Amerykańska watykanistka o sytuacji we Włoszech: Chrystus w kwarantannie!

Wedle tego, co widziałam w okolicach Watykanu i w centralnej części Rzymu, kościoły są otwarte na modlitwę, ale nie na Mszę św. Możesz odmówić różaniec przed tabernakulum, ale nie przyjąć Eucharystię - pisze na swoim blogu amerykańska watykanistka Joan Lewis, która od 30 lat mieszka w Rzymie.

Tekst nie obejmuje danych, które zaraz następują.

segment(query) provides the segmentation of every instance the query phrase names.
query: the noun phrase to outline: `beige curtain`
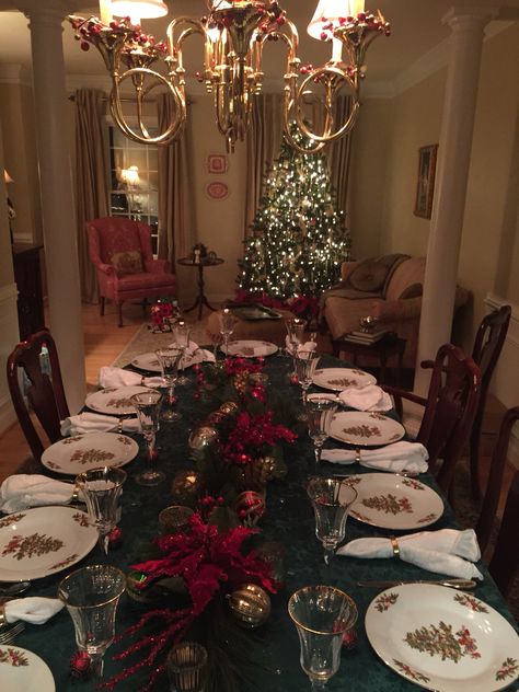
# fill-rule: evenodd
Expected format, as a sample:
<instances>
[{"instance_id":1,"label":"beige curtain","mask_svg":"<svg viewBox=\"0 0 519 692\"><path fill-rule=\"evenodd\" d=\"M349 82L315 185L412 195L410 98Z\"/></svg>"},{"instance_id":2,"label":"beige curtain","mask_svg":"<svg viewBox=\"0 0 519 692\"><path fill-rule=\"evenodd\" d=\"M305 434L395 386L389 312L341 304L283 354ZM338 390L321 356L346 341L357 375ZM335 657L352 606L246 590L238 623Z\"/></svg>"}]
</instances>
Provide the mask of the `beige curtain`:
<instances>
[{"instance_id":1,"label":"beige curtain","mask_svg":"<svg viewBox=\"0 0 519 692\"><path fill-rule=\"evenodd\" d=\"M108 214L108 181L104 143L105 95L95 89L76 92L76 206L81 295L97 300L97 280L90 261L84 222Z\"/></svg>"},{"instance_id":2,"label":"beige curtain","mask_svg":"<svg viewBox=\"0 0 519 692\"><path fill-rule=\"evenodd\" d=\"M159 131L172 118L173 100L160 94L157 100ZM188 126L188 125L187 125ZM176 274L180 298L193 295L194 275L176 260L188 255L196 243L195 206L189 175L187 126L180 139L159 147L159 257L169 260Z\"/></svg>"},{"instance_id":3,"label":"beige curtain","mask_svg":"<svg viewBox=\"0 0 519 692\"><path fill-rule=\"evenodd\" d=\"M262 94L253 102L252 123L246 134L245 238L258 207L266 168L279 157L282 102L282 94Z\"/></svg>"}]
</instances>

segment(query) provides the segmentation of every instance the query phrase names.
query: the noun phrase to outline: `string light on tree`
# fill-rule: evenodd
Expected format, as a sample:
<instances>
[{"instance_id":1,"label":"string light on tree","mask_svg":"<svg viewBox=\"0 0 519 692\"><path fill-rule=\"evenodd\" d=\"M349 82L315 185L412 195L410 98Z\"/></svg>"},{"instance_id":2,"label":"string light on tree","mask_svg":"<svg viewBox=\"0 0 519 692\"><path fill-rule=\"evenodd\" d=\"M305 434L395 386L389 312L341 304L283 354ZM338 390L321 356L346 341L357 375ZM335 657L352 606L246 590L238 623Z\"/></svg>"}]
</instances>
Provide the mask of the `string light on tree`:
<instances>
[{"instance_id":1,"label":"string light on tree","mask_svg":"<svg viewBox=\"0 0 519 692\"><path fill-rule=\"evenodd\" d=\"M302 136L292 137L305 147ZM285 140L267 171L245 240L240 288L281 300L318 296L349 260L350 238L337 210L326 157L300 153Z\"/></svg>"}]
</instances>

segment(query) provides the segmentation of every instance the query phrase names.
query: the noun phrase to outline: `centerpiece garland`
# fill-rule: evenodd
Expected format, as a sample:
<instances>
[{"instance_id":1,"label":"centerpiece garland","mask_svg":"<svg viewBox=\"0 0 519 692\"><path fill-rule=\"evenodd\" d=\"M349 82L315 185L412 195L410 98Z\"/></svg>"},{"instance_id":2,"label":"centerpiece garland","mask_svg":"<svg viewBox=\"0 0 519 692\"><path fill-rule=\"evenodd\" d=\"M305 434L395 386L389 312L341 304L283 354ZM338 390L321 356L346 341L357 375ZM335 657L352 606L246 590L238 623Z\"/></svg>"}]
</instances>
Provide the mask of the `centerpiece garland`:
<instances>
[{"instance_id":1,"label":"centerpiece garland","mask_svg":"<svg viewBox=\"0 0 519 692\"><path fill-rule=\"evenodd\" d=\"M128 593L149 610L117 637L138 638L114 656L131 665L104 689L148 668L141 689L151 690L166 650L189 637L208 649L207 691L238 692L239 679L253 679L261 658L258 641L243 627L265 621L268 593L281 586L252 527L265 511L267 483L286 474L282 446L297 439L286 424L295 417L286 406L272 407L263 359L195 368L196 396L214 408L189 437L194 469L178 472L172 485L174 501L195 514L181 531L155 538L154 554L131 566Z\"/></svg>"}]
</instances>

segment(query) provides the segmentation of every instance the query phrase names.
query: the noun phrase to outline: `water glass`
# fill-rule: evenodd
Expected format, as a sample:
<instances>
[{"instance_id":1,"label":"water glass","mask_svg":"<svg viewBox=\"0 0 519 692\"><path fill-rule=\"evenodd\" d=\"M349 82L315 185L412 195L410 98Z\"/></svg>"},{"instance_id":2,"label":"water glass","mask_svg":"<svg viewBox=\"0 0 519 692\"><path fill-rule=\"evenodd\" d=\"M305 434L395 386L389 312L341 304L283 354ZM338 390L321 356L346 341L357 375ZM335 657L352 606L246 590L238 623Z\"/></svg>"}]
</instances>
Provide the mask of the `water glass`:
<instances>
[{"instance_id":1,"label":"water glass","mask_svg":"<svg viewBox=\"0 0 519 692\"><path fill-rule=\"evenodd\" d=\"M131 396L131 403L137 411L142 435L148 446L149 468L135 476L135 482L139 485L158 485L165 480L162 471L151 468L155 457L155 438L159 429L160 404L162 394L157 390L139 392Z\"/></svg>"},{"instance_id":2,"label":"water glass","mask_svg":"<svg viewBox=\"0 0 519 692\"><path fill-rule=\"evenodd\" d=\"M313 451L315 454L315 469L321 461L321 451L330 432L330 425L337 411L336 399L330 399L324 394L309 394L307 396L305 413L308 434L313 440Z\"/></svg>"},{"instance_id":3,"label":"water glass","mask_svg":"<svg viewBox=\"0 0 519 692\"><path fill-rule=\"evenodd\" d=\"M299 635L301 668L312 690L325 690L339 668L343 637L357 621L357 607L332 586L307 586L290 597L288 614Z\"/></svg>"},{"instance_id":4,"label":"water glass","mask_svg":"<svg viewBox=\"0 0 519 692\"><path fill-rule=\"evenodd\" d=\"M324 546L324 562L330 565L335 549L346 534L346 519L357 492L347 478L311 478L307 493L315 514L315 535Z\"/></svg>"},{"instance_id":5,"label":"water glass","mask_svg":"<svg viewBox=\"0 0 519 692\"><path fill-rule=\"evenodd\" d=\"M90 518L97 527L100 545L108 554L108 535L118 520L119 497L126 472L123 469L103 466L90 469L76 477L76 485L83 494Z\"/></svg>"},{"instance_id":6,"label":"water glass","mask_svg":"<svg viewBox=\"0 0 519 692\"><path fill-rule=\"evenodd\" d=\"M112 565L90 565L65 577L58 598L72 618L76 643L92 660L95 679L103 677L103 656L115 636L115 613L126 577Z\"/></svg>"},{"instance_id":7,"label":"water glass","mask_svg":"<svg viewBox=\"0 0 519 692\"><path fill-rule=\"evenodd\" d=\"M196 642L176 644L168 654L172 692L204 692L207 682L207 650Z\"/></svg>"},{"instance_id":8,"label":"water glass","mask_svg":"<svg viewBox=\"0 0 519 692\"><path fill-rule=\"evenodd\" d=\"M175 384L178 380L178 368L184 351L178 346L175 348L159 348L155 350L157 358L160 362L162 377L168 387L168 406L161 413L162 420L170 423L180 420L182 415L173 410L175 403Z\"/></svg>"}]
</instances>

Amerykańska watykanistka od lat prowadzi blog zatytułowany "Joan's Rome - Insights and Observations from the heart of the Church", na którym komentuje bieżące wydarzenia i trendy w Kościele. W jednym z ostatnich wpisów odnosi się do decyzji Konferencji Episkopatu Włoch, dotyczącej odwołania do 3 kwietnia Mszy św. z udziałem wiernych. Choć podkreśla, że komentarze, jakoby miało to miejsce po raz pierwszy w 2000-letniej historii Kościoła na terenie Włoch, zamierza zweryfikować, dzieli się własnymi obserwacjami na temat podjętych przez rząd i episkopat decyzji.

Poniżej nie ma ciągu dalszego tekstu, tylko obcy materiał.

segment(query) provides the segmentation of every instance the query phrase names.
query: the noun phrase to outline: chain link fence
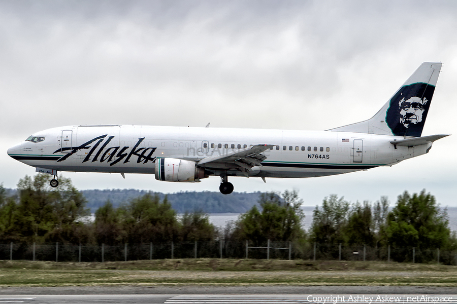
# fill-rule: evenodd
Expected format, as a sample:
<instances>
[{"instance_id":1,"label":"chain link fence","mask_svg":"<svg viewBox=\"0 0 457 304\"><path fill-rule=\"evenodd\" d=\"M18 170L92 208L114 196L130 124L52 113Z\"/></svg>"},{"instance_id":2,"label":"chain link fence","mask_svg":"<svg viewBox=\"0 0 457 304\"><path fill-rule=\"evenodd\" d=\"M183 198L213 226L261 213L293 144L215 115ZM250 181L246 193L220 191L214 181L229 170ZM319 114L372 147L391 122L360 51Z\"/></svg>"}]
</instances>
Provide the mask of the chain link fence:
<instances>
[{"instance_id":1,"label":"chain link fence","mask_svg":"<svg viewBox=\"0 0 457 304\"><path fill-rule=\"evenodd\" d=\"M0 259L104 262L165 258L253 258L384 261L457 265L457 251L275 242L187 242L100 245L0 244Z\"/></svg>"}]
</instances>

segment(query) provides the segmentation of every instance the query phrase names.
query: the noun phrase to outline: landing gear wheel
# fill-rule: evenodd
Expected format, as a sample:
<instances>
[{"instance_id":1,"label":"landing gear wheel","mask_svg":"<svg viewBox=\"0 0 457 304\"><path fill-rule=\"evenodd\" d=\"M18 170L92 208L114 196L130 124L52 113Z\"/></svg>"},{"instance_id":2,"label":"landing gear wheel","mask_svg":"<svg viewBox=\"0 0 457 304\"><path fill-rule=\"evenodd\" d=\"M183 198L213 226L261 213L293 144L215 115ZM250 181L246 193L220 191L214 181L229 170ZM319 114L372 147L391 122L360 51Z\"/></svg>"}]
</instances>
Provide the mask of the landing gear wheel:
<instances>
[{"instance_id":1,"label":"landing gear wheel","mask_svg":"<svg viewBox=\"0 0 457 304\"><path fill-rule=\"evenodd\" d=\"M233 184L228 181L223 182L219 186L219 191L222 194L230 194L233 192Z\"/></svg>"},{"instance_id":2,"label":"landing gear wheel","mask_svg":"<svg viewBox=\"0 0 457 304\"><path fill-rule=\"evenodd\" d=\"M50 184L51 186L53 188L55 188L59 185L59 181L57 179L51 179L49 184Z\"/></svg>"}]
</instances>

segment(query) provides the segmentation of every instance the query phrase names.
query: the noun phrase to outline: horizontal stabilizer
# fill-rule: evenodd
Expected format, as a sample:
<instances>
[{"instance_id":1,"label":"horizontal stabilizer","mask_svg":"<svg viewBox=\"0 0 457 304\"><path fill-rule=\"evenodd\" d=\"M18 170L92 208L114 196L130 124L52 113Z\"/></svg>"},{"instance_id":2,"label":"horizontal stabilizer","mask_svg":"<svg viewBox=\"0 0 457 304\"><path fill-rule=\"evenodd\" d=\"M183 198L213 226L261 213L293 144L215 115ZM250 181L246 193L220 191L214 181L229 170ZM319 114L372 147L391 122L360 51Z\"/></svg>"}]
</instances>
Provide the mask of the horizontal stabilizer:
<instances>
[{"instance_id":1,"label":"horizontal stabilizer","mask_svg":"<svg viewBox=\"0 0 457 304\"><path fill-rule=\"evenodd\" d=\"M435 140L441 139L443 137L448 136L450 134L439 134L436 135L429 135L415 138L409 138L409 139L402 139L401 140L391 140L390 143L395 145L401 145L408 147L412 147L421 144L426 144L433 142Z\"/></svg>"}]
</instances>

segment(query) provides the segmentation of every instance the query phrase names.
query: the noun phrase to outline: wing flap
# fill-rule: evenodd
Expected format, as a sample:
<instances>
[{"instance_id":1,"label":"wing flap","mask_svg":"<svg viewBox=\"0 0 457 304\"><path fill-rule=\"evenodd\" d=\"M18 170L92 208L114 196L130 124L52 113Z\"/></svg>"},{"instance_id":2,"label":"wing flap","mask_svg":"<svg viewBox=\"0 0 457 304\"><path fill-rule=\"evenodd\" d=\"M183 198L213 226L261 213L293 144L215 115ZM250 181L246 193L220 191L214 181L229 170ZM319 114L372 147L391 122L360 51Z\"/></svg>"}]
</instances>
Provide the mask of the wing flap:
<instances>
[{"instance_id":1,"label":"wing flap","mask_svg":"<svg viewBox=\"0 0 457 304\"><path fill-rule=\"evenodd\" d=\"M210 156L200 160L197 164L199 166L211 166L211 164L220 165L221 164L231 164L243 169L249 170L254 166L262 166L261 162L267 159L262 152L272 148L275 145L259 144L231 151L227 153Z\"/></svg>"}]
</instances>

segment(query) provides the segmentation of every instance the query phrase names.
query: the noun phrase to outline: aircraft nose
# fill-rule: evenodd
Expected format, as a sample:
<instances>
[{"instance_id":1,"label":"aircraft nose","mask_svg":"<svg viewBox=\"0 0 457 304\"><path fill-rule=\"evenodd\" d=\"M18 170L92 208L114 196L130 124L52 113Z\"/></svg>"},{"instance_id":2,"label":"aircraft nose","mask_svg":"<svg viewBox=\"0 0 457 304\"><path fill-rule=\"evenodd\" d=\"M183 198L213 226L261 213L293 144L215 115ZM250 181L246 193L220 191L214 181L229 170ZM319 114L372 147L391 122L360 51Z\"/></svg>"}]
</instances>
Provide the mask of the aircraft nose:
<instances>
[{"instance_id":1,"label":"aircraft nose","mask_svg":"<svg viewBox=\"0 0 457 304\"><path fill-rule=\"evenodd\" d=\"M21 154L21 145L17 144L14 146L11 147L8 149L8 151L7 151L7 153L13 158L15 158L15 156Z\"/></svg>"}]
</instances>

"Brak dostępu do Eucharystii burzy mój umysł i łamie mi serce. Miejmy nadzieję, że wiatyk będzie cały czas dostępny dla chorych i umierających! Wedle tego, co widziałam w okolicach Watykanu i w centralnej części Rzymu, kościoły są otwarte na modlitwę, ale nie na Mszę św. Możesz odmówić różaniec przed tabernakulum, ale nie przyjąć Eucharystię. Moja pierwsza myśl brzmiała: umieszczono Chrystusa w kwarantannie!" - pisze Lewis. Wspomina też o paradoksach, dostrzeganych na terenie miasta: wyjątkowo długiej kolejce, która ustawiła się wczoraj do Bazyliki Świętego Piotra (jej długość sięgała na ponad połowę obwodu placu wzdłuż kolumnady), przy jednoczesnym nieustannym umieszczaniu na telebimach informacji o konieczności zachowywania bezpiecznej odległości 1 m. między poszczególnymi osobami. Ten dystans nie był zachowany.

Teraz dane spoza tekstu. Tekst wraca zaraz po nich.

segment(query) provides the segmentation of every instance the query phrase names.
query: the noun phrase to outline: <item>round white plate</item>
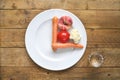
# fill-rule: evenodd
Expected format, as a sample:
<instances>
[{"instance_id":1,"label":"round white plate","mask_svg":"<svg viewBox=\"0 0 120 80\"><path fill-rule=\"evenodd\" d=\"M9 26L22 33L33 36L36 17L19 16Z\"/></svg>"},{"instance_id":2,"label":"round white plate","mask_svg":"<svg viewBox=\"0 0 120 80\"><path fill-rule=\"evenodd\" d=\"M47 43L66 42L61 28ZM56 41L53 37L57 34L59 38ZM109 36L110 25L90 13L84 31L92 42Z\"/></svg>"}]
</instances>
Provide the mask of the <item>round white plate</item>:
<instances>
[{"instance_id":1,"label":"round white plate","mask_svg":"<svg viewBox=\"0 0 120 80\"><path fill-rule=\"evenodd\" d=\"M57 16L70 16L73 27L81 34L80 44L82 49L58 49L54 52L51 48L52 18ZM25 45L31 59L48 70L64 70L75 65L83 56L87 44L87 36L82 22L72 13L61 9L50 9L39 13L28 25L25 34Z\"/></svg>"}]
</instances>

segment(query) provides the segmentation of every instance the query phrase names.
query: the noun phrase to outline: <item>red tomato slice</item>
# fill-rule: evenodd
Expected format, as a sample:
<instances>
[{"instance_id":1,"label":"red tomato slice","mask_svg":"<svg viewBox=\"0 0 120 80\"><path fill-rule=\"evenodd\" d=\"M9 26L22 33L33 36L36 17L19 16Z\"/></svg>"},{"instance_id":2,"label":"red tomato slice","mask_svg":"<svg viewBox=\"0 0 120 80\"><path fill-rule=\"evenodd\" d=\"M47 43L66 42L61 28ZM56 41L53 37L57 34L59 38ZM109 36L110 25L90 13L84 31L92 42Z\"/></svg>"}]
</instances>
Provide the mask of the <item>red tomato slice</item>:
<instances>
[{"instance_id":1,"label":"red tomato slice","mask_svg":"<svg viewBox=\"0 0 120 80\"><path fill-rule=\"evenodd\" d=\"M66 43L69 40L70 34L68 31L66 31L66 29L62 29L60 32L58 32L58 41L60 41L61 43Z\"/></svg>"}]
</instances>

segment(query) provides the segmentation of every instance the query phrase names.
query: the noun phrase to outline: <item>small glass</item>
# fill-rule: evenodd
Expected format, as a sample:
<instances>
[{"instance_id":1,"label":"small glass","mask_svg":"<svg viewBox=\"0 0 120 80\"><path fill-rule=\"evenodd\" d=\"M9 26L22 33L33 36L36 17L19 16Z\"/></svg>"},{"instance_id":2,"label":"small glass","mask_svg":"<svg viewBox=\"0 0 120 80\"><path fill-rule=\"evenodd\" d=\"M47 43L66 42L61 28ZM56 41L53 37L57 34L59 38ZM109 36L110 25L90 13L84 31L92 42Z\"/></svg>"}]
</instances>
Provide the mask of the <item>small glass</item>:
<instances>
[{"instance_id":1,"label":"small glass","mask_svg":"<svg viewBox=\"0 0 120 80\"><path fill-rule=\"evenodd\" d=\"M102 54L100 54L99 52L92 52L89 55L89 62L93 67L100 67L101 64L104 61L104 58L102 56Z\"/></svg>"}]
</instances>

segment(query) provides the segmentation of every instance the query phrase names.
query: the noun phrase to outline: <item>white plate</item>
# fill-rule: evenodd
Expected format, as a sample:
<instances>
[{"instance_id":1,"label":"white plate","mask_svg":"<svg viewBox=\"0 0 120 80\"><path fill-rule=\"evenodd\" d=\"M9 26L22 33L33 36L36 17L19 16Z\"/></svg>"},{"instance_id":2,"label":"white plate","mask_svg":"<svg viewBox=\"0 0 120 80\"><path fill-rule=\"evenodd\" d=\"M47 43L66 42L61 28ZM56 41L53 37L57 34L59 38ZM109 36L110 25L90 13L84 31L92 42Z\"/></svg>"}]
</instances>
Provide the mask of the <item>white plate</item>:
<instances>
[{"instance_id":1,"label":"white plate","mask_svg":"<svg viewBox=\"0 0 120 80\"><path fill-rule=\"evenodd\" d=\"M81 34L80 44L82 49L59 49L53 52L52 40L52 18L57 16L70 16L73 27ZM82 22L72 13L61 9L50 9L39 13L28 25L25 34L25 45L32 60L48 70L64 70L75 65L83 56L87 44L87 36Z\"/></svg>"}]
</instances>

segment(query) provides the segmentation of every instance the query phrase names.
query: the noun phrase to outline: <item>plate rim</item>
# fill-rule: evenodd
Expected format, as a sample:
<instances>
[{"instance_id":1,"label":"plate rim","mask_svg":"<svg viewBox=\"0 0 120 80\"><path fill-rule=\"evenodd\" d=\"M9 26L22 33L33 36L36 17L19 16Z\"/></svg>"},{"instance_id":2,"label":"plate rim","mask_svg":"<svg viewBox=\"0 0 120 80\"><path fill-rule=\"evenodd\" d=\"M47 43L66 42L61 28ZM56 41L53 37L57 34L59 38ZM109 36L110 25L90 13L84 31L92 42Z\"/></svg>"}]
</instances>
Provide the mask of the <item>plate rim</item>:
<instances>
[{"instance_id":1,"label":"plate rim","mask_svg":"<svg viewBox=\"0 0 120 80\"><path fill-rule=\"evenodd\" d=\"M84 27L85 35L86 35L86 36L85 36L85 37L86 37L85 49L84 49L84 51L83 51L82 56L78 59L78 61L76 61L76 63L74 63L74 64L72 64L71 66L69 66L69 67L67 67L67 68L64 68L64 69L50 69L50 68L46 68L46 67L41 66L41 65L38 64L38 63L33 59L33 57L30 55L30 51L28 50L28 47L27 47L27 32L28 32L28 30L29 30L29 26L32 24L32 21L34 21L35 18L38 17L38 15L40 15L41 13L44 13L44 12L52 11L52 10L54 10L54 11L57 11L57 10L59 10L59 11L66 11L66 12L68 12L68 13L71 13L71 12L69 12L69 11L67 11L67 10L64 10L64 9L48 9L48 10L45 10L45 11L42 11L42 12L38 13L35 17L33 17L33 19L30 21L29 25L27 26L27 29L26 29L26 32L25 32L25 47L26 47L26 50L27 50L27 54L30 56L30 58L33 60L33 62L36 63L38 66L40 66L40 67L42 67L42 68L44 68L44 69L47 69L47 70L61 71L61 70L65 70L65 69L68 69L68 68L72 67L72 66L75 65L78 61L80 61L80 59L83 57L83 55L84 55L84 53L85 53L85 50L86 50L86 47L87 47L87 33L86 33L86 30L85 30L85 27ZM71 14L74 15L76 18L78 18L75 14L73 14L73 13L71 13ZM79 18L78 18L78 19L79 19ZM82 23L82 21L81 21L80 19L79 19L79 21L80 21L81 24L83 25L83 23ZM84 26L84 25L83 25L83 26Z\"/></svg>"}]
</instances>

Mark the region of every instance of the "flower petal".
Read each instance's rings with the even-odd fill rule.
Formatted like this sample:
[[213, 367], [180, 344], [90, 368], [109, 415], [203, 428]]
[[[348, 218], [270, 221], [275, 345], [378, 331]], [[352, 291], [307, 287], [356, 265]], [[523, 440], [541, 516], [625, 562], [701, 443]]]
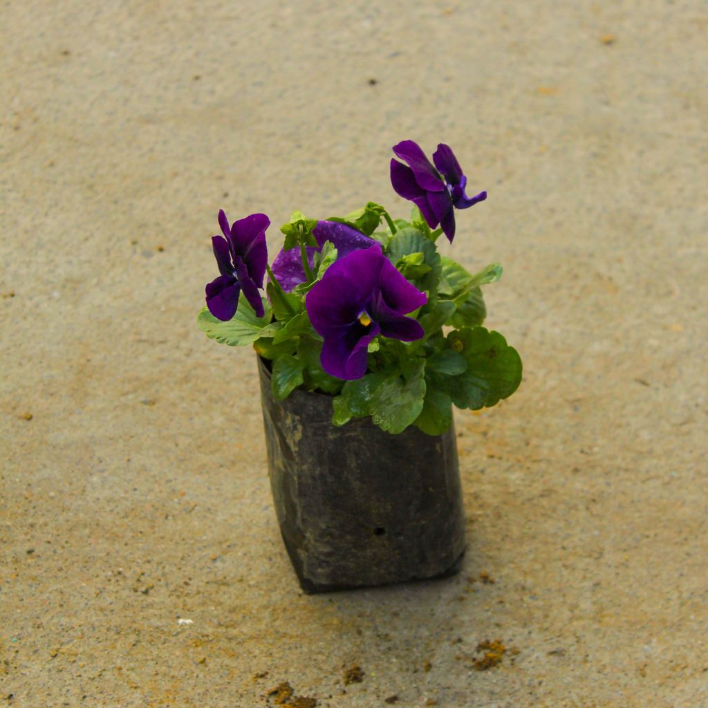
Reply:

Od poniedziałku na terenie całych Włoch obowiązuje zawieszenie Mszy św. z udziałem wiernych do dnia 3 kwietnia. Jednocześnie kościoły mają pozostać otwarte do prywatnej modlitwy, a kapłani do dyspozycji wiernych. W wielu kościołach pojawiają się informacje m.in. na temat możliwości przystąpienia do spowiedzi przy zachowaniu przyjętych zasad bezpieczeństwa. Także przewodniczący włoskiego stowarzyszenia zrzeszającego znajdujące się na terenie kraju sanktuaria zaapelował do rektorów tych świątyń, by ich drzwi pozostały otwarte, a oni użyli wszystkich możliwych środków komunikacji, by dotrzeć do wiernych, którzy nie mogą osobiście wziąć udziału we Mszy św.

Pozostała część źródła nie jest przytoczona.